従って、アメリカの政治家はユダヤ人を敵にできないことをよく知っている。むしろ、味方に引き込んでその力を利用しようとするのは当然なことなのである。
そして、ユダヤ人とアラブは、旧約聖書の時代から現代に至るまで、3,000年以上に渡ってパレスチナの地を取り合って戦い続けてきたのだ。従って、アメリカ政府がユダヤ人と結託すれば、当然アラブを敵に回すことになる。これが今回のテロの根本的な原因である。
私のインターネット上の知人で、ドイツ生まれで現在ボストンに住んでいる、小説を書いたり宝石のデザインをしたりする女性も、「何千年に渡るユダヤ人とアラブの対立とアメリカのユダヤ人に対する支援がテロの原因です」と、事件の後メールで連絡してきた。
ブッシュ大統領も、これが今回のテロの根本原因であることを百も承知のはずだ。しかし決してそうは言わない。それは、邪悪に対する正義の戦いにした方が、政治的に都合がいいからである。しかし、われわれは真の原因がここにあることを忘れてはならない。テロのよしあしは別にして、オマールが言うようにアメリカの政策が変わらない限りテロの危険は続くだろう。

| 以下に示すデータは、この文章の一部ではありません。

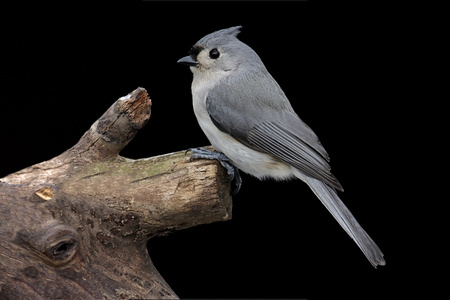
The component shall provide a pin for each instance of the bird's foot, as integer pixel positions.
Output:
(198, 153)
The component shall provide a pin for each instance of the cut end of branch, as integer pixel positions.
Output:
(115, 129)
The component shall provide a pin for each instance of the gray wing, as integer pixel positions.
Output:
(264, 120)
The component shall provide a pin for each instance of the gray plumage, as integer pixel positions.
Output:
(246, 115)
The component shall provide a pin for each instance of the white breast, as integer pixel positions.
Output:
(256, 163)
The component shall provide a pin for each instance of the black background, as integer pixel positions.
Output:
(344, 68)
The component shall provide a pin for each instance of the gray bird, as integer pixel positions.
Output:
(250, 122)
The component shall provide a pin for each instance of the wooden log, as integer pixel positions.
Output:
(76, 226)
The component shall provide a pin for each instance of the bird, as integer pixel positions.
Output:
(251, 124)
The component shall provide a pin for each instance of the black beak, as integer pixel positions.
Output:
(188, 61)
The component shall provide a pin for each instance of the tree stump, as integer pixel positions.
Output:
(76, 226)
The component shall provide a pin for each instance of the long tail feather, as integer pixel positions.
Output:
(340, 212)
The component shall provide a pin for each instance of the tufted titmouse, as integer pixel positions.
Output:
(250, 122)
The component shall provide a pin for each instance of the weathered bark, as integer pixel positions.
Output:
(76, 226)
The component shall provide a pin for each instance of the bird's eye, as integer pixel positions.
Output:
(214, 53)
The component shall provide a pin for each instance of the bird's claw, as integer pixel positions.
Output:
(198, 153)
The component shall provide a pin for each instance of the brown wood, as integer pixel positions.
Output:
(76, 226)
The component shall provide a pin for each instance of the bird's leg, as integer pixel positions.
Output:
(224, 161)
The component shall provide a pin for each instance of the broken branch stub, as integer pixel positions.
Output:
(76, 226)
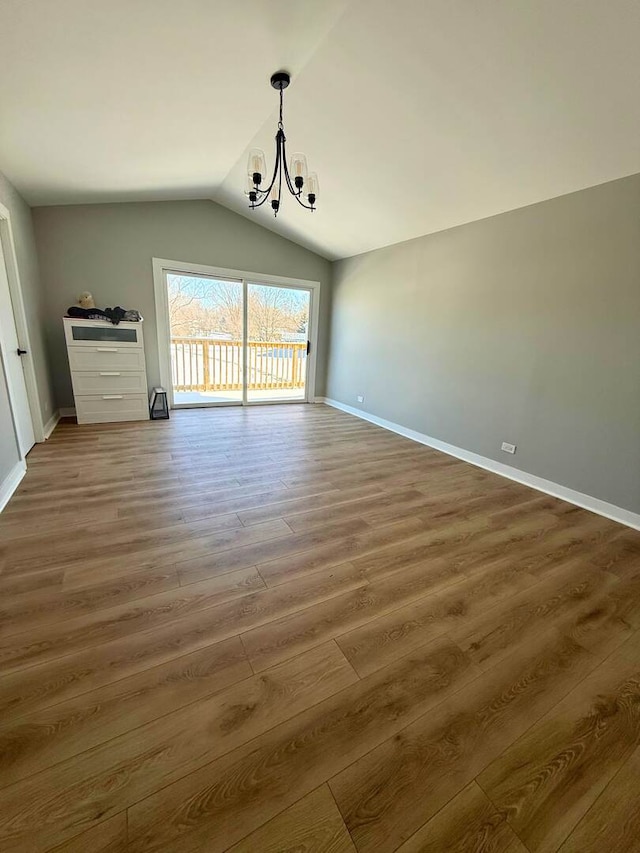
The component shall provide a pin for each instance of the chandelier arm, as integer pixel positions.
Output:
(302, 204)
(292, 189)
(265, 193)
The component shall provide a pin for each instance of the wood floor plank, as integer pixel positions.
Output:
(469, 823)
(564, 601)
(340, 548)
(110, 836)
(547, 780)
(46, 737)
(219, 804)
(613, 821)
(393, 635)
(76, 634)
(58, 803)
(250, 555)
(40, 685)
(387, 795)
(145, 566)
(42, 608)
(195, 541)
(312, 825)
(363, 608)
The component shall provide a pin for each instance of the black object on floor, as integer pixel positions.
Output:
(159, 407)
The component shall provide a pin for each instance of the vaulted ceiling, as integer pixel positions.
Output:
(418, 115)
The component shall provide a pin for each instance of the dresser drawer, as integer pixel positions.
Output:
(99, 358)
(104, 408)
(108, 382)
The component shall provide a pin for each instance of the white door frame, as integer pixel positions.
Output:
(161, 266)
(20, 319)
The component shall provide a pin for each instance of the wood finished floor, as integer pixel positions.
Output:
(284, 629)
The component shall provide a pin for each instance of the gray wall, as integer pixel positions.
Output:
(34, 303)
(107, 249)
(524, 327)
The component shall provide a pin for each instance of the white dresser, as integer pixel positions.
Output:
(108, 370)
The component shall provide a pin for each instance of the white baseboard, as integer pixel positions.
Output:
(51, 424)
(11, 482)
(615, 513)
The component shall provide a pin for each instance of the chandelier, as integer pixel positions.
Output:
(300, 184)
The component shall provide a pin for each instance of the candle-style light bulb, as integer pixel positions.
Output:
(313, 188)
(257, 166)
(298, 170)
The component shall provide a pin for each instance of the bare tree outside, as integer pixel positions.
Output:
(207, 351)
(202, 307)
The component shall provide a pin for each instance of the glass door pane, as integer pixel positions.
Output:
(277, 334)
(206, 320)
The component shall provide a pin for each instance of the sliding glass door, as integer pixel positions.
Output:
(206, 320)
(277, 343)
(235, 342)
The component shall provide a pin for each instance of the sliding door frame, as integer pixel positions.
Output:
(162, 266)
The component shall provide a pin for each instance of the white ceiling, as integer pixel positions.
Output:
(418, 115)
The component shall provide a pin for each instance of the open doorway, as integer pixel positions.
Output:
(228, 340)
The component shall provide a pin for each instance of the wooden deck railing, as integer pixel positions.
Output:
(208, 364)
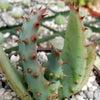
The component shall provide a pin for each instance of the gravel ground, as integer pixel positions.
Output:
(91, 91)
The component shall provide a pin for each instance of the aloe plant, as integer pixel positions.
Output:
(63, 74)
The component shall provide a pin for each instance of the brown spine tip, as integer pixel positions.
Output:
(25, 41)
(36, 75)
(34, 38)
(38, 94)
(33, 55)
(36, 25)
(29, 70)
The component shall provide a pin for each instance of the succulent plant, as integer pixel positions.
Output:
(4, 4)
(63, 74)
(61, 4)
(1, 38)
(60, 20)
(17, 12)
(26, 2)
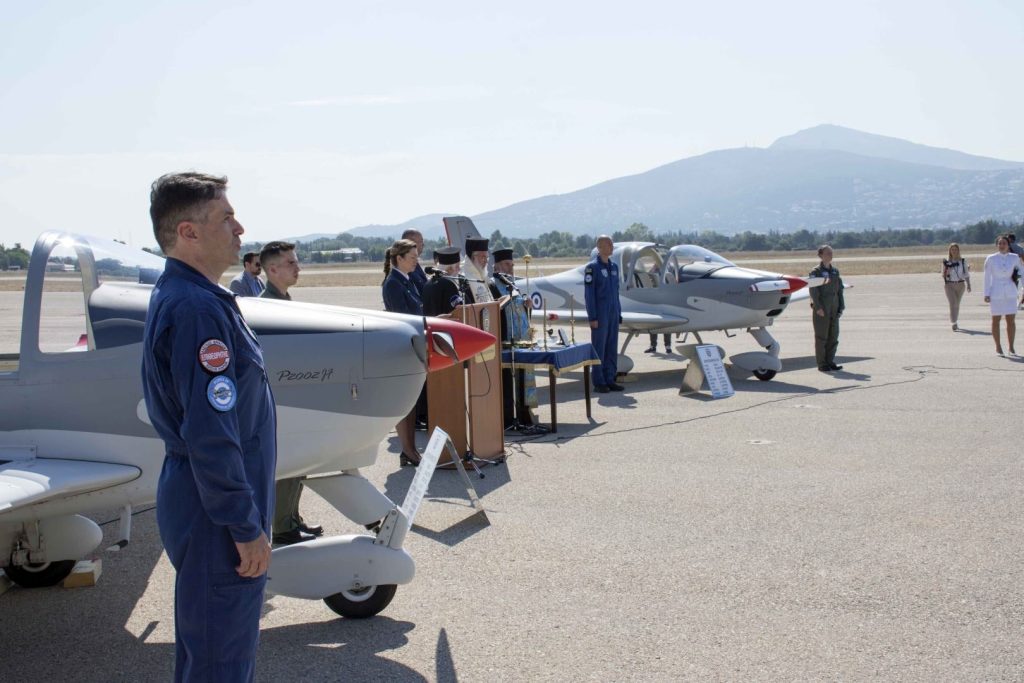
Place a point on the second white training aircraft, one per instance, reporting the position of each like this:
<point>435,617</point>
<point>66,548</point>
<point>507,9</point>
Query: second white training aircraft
<point>684,289</point>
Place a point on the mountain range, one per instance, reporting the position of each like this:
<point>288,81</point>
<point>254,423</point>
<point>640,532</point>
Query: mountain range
<point>826,177</point>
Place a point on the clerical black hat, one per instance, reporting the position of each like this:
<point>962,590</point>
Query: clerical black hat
<point>476,244</point>
<point>448,255</point>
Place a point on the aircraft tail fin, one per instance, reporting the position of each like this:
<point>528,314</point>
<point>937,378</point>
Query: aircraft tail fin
<point>458,228</point>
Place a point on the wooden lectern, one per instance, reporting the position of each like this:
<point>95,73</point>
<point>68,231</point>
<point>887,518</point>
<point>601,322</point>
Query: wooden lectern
<point>449,401</point>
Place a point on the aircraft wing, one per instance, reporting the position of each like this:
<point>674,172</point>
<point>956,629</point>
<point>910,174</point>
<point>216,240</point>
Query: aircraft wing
<point>37,479</point>
<point>631,319</point>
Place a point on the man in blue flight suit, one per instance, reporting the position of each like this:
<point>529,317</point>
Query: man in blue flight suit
<point>600,282</point>
<point>209,399</point>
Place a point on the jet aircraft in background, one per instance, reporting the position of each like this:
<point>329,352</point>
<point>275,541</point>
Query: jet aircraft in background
<point>75,435</point>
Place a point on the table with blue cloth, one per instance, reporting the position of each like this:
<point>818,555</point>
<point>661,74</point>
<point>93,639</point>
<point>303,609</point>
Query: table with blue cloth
<point>557,360</point>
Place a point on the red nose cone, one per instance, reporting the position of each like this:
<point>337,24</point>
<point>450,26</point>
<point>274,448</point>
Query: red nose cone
<point>450,342</point>
<point>795,284</point>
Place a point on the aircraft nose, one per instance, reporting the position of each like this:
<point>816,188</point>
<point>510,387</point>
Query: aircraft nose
<point>450,342</point>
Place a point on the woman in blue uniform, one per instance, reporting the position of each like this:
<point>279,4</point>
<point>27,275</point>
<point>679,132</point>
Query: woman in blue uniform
<point>401,296</point>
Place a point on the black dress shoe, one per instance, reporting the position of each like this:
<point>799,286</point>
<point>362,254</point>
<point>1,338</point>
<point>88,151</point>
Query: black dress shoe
<point>312,530</point>
<point>291,538</point>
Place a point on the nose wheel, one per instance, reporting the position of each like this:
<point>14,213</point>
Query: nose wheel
<point>361,602</point>
<point>41,574</point>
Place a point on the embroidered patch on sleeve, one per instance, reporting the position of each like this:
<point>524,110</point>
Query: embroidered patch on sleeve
<point>214,356</point>
<point>221,393</point>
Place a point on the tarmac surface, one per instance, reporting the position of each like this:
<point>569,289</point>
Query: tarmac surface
<point>862,524</point>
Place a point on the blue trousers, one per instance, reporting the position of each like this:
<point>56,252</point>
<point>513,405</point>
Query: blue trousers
<point>216,611</point>
<point>605,341</point>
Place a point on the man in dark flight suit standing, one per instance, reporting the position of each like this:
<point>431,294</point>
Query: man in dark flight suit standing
<point>827,304</point>
<point>440,295</point>
<point>282,267</point>
<point>600,282</point>
<point>208,397</point>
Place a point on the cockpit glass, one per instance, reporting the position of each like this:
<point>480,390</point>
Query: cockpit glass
<point>693,254</point>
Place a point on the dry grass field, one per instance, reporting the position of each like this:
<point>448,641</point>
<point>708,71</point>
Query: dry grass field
<point>851,262</point>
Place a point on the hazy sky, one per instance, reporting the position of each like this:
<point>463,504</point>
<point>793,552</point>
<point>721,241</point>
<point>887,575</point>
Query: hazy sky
<point>332,115</point>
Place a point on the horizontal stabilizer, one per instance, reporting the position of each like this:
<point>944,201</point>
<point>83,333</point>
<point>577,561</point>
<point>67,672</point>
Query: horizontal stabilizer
<point>631,319</point>
<point>37,479</point>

そして、アメリカが完全にユダヤ人側だと言うことは、アメリカに、公平な立場で中東問題の解決を図ることなどできるわけがないということである。
また、アフガニスタンはイスラム教の国であり、イスラム教の中心はアラブ世界であることを考えると、アメリカ主導によるアフガニスタンの復興が極めて困難なことは明白である。